Съезжая с загородной трассы в поле, Антон мигнул дальним светом машине полицейских, припаркованных у съезда с дороги. Те кратко посигналили в ответ в ответ, вызван у Антона холодную усмешку.
Остановился в подлеске и вышел из машины. Доставая тело Вадика, уже пришедшего в себя, не удержался и разбил лицо. Вадик пытался сопротивляться, но доза дезоморфина, сковавшая тело, не позволила оказать стойкое сопротивление.
Антон думал утопить хрипящего Вадика в неглубокой луже, вжимая его голову ногой в холодную стылую грязь. Едва удержался. Убрал ногу, позволив твари с трудом сесть на дорожной грязи.
Тот действительно братом Ленки, ибо если и боялся, то не показывал этого. Вызывающе усмехнулся разбитым лицом, выплюнув выбитый зуб. И Антон снова не сдержался. Отбил почки, с наслаждением слушая тихие стоны Вадика, держащегося за поясницу, стоя перед ним на коленях.
Антон, брезгливо сплюнул ему в лицо, отирая пальцы влажными салфетками и доставая сигареты.
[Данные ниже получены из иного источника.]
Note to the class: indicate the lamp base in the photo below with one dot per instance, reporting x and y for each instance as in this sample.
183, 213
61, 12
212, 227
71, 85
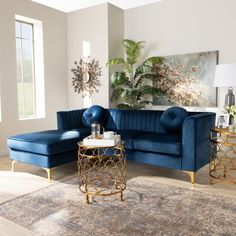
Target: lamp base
229, 97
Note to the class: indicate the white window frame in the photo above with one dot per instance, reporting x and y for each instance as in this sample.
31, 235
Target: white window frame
38, 66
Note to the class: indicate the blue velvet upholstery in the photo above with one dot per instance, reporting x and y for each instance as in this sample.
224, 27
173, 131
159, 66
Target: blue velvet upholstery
48, 142
166, 139
170, 144
173, 118
94, 114
128, 136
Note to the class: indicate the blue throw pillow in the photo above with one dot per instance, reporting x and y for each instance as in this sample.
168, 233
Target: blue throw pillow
173, 118
94, 114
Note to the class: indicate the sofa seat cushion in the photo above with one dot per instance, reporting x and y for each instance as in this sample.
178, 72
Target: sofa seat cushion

Оперся бедром о капот. Вадик скривился пытаясь разглядеть его сквозь слепящий свет фар. И разглядел. И даже узнал. Зло хохотнул, прекрасно осознав за что и почему. И что дальше будет.
— Убьешь? — хрипло выдохнул, снова поморщившись от тянущей боли в пояснице.
— Не сразу. — Чуть склонив голову честно пизнал Антон. — Основная моя цель — превратить твое существование в ад еще при жизни. Ты сядешь снова к следующей среде. На десять лет и восемь месяцев. Место отбывания наказания — шестая колония.
— Ты… что ты мелешь, дебил? — Вадик прекрасно скрывал страх, он его почти не выдал, и Антон бы снова сорвался если бы не знал, что у Ленки, когда она боится, так же дергается уголок губ и прищуриваются глаза, пытаясь выдать страх за злость. — Шестерка? Там воры и рецидивисты!.. А я ничего не…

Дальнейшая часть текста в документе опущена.